Between Moderna and Pfizer many college students are none the wiser – The Blue Banner

Sam Hager

Assistant News Editor

From microchips to mind control, there is a lot of misinformation about the current COVID-19 vaccines. According to Channing Neorr, a second academic and religious scholar at UNC Asheville, it’s nearly impossible to sift through the lies surrounding the vaccine.

“I try to stay away from everything because I know it’s kind of biased. I feel this strange detachment like I don’t even want to look because at the end of the day I don’t know what the truth is, ”she said.

There are other reasons why students may not actively seek information about the vaccines, according to Neorr. For her, the conversation just hadn’t come up.

“I feel safe. I don’t really think about it,” she said. “It is also due to my health and my population. I am not as afraid as many others People especially do this because I don’t live with anyone who is older. “

Jay Cutspec, director of health and advice at UNCA, said misinformation was only part of the problem with the vaccines.

“The vaccine situation in our country is a mess. Despite what we’ve been told, Operation Warp Speed ​​wasn’t a very well-organized effort, ”he said.

According to the US Department of Defense website, Operation Warp Speed ​​aims to combine the private and federal sectors to accelerate the production and distribution of vaccines. However, Cutspec said he was unimpressed.

“Part of that is that we not only distribute vaccines, but also get them out of the camp and into people’s arms,” ​​he said. “There is not necessarily fairness or equal distribution as people see it should be.”

Despite frustrations with distribution, Cutspec said the very fact that we have a vaccine is incredible.

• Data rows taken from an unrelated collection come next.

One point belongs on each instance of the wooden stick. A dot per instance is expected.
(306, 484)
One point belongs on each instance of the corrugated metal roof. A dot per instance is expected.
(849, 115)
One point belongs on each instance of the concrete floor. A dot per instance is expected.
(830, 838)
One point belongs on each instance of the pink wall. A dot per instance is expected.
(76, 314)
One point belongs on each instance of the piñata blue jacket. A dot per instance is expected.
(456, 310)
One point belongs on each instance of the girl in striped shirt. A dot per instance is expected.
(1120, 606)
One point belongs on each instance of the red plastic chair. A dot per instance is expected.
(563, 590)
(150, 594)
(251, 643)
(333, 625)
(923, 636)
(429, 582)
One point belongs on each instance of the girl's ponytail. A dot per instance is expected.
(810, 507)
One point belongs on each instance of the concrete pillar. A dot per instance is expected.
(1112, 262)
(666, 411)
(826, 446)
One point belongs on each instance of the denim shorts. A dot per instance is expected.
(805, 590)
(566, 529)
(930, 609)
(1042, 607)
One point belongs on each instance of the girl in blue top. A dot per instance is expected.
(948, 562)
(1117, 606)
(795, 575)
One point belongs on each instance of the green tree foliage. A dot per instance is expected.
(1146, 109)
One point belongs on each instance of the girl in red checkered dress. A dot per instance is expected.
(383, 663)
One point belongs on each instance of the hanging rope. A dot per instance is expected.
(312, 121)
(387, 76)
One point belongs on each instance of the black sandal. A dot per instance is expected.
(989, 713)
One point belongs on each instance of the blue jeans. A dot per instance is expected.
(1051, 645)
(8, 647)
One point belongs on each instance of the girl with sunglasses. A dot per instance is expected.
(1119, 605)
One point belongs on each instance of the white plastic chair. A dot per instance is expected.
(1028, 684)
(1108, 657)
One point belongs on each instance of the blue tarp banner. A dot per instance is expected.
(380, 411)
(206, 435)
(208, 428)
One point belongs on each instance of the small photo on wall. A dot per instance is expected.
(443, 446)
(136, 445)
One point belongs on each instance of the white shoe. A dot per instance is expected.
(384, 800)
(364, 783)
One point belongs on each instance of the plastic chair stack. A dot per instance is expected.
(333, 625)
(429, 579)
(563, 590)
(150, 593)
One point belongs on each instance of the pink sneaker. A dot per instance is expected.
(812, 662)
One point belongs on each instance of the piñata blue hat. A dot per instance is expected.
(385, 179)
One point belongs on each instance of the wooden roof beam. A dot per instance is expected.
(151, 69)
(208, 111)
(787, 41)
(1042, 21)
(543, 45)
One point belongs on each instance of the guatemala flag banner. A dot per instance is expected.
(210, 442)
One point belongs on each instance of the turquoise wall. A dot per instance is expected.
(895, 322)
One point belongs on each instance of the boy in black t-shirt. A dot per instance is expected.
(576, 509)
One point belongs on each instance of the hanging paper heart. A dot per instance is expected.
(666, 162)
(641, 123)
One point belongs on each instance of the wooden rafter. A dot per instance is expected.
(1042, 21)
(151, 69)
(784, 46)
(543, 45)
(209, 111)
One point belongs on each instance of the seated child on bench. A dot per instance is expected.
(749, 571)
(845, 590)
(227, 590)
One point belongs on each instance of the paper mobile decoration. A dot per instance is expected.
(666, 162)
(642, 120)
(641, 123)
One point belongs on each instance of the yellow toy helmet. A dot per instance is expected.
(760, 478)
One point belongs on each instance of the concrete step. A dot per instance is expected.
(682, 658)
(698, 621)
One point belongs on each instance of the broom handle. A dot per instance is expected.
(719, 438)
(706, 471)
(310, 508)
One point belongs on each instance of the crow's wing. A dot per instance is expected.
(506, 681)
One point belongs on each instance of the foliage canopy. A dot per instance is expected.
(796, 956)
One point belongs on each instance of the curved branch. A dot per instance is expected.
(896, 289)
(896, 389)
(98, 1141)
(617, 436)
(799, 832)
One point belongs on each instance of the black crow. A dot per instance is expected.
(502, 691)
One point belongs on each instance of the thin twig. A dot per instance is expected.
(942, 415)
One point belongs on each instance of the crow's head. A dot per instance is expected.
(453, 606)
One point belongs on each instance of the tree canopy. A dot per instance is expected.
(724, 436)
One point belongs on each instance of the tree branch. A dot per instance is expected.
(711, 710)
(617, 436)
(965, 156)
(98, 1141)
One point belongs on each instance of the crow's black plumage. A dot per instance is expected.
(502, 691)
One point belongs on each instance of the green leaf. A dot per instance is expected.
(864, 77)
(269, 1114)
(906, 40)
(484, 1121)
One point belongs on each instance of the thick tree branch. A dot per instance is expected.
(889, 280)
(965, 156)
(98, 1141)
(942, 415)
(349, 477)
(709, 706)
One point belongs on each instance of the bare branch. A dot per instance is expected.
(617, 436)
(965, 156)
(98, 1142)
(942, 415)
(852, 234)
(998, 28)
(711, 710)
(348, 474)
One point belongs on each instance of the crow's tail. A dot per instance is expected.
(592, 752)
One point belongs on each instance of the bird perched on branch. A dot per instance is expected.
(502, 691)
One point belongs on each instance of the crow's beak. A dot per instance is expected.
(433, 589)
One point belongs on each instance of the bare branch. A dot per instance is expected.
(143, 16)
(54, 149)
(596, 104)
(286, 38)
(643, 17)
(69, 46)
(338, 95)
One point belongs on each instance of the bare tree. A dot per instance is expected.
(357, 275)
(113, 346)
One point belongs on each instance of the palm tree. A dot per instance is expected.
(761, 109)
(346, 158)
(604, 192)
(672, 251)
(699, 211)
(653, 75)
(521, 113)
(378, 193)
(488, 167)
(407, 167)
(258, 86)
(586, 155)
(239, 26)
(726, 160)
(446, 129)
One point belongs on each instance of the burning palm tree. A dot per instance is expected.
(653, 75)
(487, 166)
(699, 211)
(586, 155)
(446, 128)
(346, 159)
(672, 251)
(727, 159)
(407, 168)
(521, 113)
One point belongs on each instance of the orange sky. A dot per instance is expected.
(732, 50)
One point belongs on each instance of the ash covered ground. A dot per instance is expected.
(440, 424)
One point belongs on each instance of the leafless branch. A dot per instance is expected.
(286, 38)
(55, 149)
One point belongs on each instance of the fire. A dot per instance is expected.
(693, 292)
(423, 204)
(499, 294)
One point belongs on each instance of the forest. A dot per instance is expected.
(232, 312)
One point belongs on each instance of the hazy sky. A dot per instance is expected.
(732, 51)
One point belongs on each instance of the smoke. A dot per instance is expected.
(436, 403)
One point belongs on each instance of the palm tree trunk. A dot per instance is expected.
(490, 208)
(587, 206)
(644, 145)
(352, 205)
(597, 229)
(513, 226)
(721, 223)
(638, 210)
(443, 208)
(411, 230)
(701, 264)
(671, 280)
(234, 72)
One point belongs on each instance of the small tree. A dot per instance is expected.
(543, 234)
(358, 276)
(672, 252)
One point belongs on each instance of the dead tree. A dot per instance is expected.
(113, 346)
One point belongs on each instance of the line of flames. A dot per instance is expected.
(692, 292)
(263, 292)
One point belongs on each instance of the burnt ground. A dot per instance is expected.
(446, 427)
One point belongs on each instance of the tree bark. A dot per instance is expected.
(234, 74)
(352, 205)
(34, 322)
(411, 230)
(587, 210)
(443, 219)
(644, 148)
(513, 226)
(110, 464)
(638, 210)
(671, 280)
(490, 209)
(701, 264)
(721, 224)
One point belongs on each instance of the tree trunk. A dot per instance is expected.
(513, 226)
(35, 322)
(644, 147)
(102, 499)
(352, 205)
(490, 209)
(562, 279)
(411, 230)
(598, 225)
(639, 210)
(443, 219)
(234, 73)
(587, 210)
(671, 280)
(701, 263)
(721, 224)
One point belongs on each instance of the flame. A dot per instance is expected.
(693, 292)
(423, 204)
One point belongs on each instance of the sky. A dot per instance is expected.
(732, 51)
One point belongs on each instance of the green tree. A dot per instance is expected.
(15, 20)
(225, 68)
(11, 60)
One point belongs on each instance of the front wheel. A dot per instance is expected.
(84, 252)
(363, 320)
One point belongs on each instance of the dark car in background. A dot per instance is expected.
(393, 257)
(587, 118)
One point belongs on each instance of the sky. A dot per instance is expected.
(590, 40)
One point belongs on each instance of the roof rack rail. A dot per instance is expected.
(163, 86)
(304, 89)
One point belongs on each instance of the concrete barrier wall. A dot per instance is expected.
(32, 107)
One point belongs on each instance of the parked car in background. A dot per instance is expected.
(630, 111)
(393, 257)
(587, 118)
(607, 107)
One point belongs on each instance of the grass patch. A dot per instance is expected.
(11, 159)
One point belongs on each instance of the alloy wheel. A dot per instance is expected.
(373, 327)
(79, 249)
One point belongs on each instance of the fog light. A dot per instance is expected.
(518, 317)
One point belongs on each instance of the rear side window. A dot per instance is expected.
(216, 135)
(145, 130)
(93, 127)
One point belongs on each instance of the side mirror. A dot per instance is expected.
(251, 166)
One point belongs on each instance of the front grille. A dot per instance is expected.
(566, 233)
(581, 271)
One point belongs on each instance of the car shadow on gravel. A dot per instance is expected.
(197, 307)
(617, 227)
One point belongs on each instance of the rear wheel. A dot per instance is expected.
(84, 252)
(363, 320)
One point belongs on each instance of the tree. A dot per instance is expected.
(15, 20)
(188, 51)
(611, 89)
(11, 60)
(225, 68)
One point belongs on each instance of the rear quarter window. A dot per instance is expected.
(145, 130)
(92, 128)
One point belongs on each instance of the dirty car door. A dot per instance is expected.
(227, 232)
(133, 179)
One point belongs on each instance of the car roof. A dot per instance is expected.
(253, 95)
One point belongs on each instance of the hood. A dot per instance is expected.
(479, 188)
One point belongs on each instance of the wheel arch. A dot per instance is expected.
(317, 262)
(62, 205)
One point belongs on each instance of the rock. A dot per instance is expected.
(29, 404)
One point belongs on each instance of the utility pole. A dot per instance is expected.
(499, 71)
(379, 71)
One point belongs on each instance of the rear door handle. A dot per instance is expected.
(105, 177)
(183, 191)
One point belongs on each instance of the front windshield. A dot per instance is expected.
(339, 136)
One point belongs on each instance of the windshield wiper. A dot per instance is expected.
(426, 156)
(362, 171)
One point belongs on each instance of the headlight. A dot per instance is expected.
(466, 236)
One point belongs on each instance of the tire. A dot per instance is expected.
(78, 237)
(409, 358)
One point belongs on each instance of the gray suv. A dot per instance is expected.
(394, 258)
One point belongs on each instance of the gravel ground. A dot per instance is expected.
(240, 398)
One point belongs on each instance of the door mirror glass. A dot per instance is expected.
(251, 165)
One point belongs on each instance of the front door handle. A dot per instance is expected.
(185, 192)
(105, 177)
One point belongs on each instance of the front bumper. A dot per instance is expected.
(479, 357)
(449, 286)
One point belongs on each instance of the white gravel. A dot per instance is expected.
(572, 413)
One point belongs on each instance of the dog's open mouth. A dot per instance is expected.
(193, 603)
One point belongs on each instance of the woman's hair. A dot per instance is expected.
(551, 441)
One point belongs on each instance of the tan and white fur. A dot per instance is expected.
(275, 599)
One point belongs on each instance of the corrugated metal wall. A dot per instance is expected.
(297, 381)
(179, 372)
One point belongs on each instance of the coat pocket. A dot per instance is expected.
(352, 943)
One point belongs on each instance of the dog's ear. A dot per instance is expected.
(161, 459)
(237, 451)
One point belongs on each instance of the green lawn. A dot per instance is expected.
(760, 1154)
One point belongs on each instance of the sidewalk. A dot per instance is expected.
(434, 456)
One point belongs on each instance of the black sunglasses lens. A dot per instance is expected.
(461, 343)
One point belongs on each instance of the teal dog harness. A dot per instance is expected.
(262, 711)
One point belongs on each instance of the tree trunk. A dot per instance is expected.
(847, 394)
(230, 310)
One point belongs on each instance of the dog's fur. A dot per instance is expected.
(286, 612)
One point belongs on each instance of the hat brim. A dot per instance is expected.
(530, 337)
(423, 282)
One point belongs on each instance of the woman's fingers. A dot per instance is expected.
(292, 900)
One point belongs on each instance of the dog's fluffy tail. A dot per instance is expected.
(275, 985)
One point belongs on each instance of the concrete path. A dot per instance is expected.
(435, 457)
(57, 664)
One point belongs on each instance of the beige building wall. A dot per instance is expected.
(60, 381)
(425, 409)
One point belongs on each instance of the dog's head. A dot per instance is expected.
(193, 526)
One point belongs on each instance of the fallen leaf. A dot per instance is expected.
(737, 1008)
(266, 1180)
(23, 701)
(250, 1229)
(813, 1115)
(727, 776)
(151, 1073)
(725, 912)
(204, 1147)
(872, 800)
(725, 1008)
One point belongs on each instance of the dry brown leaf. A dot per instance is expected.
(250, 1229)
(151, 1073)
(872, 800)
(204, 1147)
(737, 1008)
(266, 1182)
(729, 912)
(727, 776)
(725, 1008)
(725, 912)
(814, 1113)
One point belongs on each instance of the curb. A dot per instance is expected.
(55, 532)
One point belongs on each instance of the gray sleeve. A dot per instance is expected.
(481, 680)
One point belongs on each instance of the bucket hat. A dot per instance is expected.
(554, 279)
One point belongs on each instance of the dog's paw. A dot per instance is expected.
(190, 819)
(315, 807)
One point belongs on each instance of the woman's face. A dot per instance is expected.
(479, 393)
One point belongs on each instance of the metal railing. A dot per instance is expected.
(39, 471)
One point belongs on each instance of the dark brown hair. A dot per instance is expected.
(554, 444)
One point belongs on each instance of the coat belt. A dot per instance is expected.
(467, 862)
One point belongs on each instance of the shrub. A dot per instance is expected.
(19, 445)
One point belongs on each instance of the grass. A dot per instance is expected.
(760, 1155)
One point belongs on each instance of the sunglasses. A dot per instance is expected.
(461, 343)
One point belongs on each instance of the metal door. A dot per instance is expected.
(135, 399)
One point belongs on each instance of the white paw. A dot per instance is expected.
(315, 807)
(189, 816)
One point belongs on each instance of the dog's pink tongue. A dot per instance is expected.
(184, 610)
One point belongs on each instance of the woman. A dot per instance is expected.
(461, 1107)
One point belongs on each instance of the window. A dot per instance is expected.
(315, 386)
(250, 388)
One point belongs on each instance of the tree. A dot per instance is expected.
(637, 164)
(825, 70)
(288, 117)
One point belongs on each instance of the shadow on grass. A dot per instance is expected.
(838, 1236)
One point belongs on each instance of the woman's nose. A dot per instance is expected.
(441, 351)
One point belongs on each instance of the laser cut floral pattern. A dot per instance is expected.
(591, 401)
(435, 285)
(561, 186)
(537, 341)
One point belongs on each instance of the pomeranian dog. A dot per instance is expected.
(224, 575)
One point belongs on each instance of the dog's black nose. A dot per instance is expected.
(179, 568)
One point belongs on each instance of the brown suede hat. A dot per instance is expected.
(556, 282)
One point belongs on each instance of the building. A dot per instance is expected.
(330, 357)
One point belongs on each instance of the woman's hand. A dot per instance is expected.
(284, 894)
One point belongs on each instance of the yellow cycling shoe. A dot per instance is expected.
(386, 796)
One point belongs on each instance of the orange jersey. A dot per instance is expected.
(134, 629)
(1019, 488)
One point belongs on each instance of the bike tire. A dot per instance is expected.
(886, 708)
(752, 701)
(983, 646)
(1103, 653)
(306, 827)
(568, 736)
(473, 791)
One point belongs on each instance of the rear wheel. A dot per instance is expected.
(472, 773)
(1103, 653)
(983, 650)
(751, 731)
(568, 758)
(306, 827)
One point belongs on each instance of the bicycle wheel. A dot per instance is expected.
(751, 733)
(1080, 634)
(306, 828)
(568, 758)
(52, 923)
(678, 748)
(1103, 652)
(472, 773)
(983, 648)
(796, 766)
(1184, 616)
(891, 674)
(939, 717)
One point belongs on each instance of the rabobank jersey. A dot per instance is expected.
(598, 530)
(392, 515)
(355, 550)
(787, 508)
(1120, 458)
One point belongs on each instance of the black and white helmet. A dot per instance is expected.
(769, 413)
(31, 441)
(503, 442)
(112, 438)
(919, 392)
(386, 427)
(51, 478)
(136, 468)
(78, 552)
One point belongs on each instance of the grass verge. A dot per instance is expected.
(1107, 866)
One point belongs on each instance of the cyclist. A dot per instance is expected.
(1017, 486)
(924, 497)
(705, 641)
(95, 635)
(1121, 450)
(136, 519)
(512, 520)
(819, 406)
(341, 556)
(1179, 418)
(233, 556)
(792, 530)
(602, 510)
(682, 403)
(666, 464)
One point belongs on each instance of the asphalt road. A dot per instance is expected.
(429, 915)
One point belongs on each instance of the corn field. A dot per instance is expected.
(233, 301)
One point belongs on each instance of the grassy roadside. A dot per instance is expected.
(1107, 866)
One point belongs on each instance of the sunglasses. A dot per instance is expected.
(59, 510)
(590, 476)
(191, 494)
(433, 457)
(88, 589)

“Not only did we have the best scientists working on it, but we also had an enormous amount of resources so that they could develop these vaccines so quickly,” he said.

According to Cutspec, both the Pfizer and Moderna vaccines are proving effective, while more vaccines begin their development in the background. In fact, students could benefit from waiting to get a more up-to-date vaccine later, he said.

“Waiting can have a certain advantage. You may get a more effective vaccine, or the vaccine may be a little better suited to the virus, depending on what’s out there. We just have to wait and see how this plays out over the next few months, ”he said.

According to Cutspec, the research he’s seen shows a vaccination rate of nearly 70 percent for the upcoming single-dose vaccine from Johnson & Johnson, while the statistics from Moderna and Pfizer are nearly 90 percent effective. While these statistics are exciting, Cutspec said students should try to keep up to date as more research becomes available.

Samantha Desotelle works at the First Resource Center as a drug professional. Her position brought her up a few stages so that she could receive her first dose of the Pfizer vaccine on February 8th.

“It felt like a small piece of metal was pushed into my arm. I wonder if it was the chip – the microchip – I hope it has bluetooth, ”she said, joking about the conspiratorial thinking surrounding the vaccine.

Desotelle said most people don’t have a problem with the first dose of the Pfizer vaccine, it’s the second round that causes problems.

“I didn’t hear any side effects the first time. Most people always talk about the second, ”she said. “The second is supposedly much worse.”

Her mom experienced these side effects firsthand, according to Neorr.

“She said she was just on her second round and she woke up with a really bad fever and just wasn’t feeling well. I didn’t mean to freak her out, but it made me kind of nervous, “she said.

While anecdotes like this create confusion and concern, Cutspec said the only way to know the truth is to seek it.

“Education is the key. Facts are the key. We live in a culture where facts and fiction mix, ”he said.

For students looking for the fastest way to get a vaccine, there isn’t much they can do, Cutspec said. According to him, the distribution is based on various factors, e.g. B. in which district you live.

“So if you live in a rural county, keep in touch with that county and see what phase of distribution they are in. That is the most important and probably the only thing you can do,” he said.

According to Cutspec, the students belong to the penultimate distribution phase, which means they may not see the vaccine for some time.

However, once you’ve received the vaccine, Desotelle says you’re not out of the woods.

“When people get the vaccine, it doesn’t mean they are okay with going to the store and not wearing their mask. You still have to wear your mask because they are unsure if that person is essentially going from someone who is COVID-19 reactive to someone who is more asymptomatic, ”she said.

For students wary of zombification, microchips, or worse, Desotelle said they should take a step back and consider the facts.

“I swam in French Broad so I’m not afraid of the vaccine,” she said. “I think the really worst that can happen is that your chip doesn’t have WiFi.”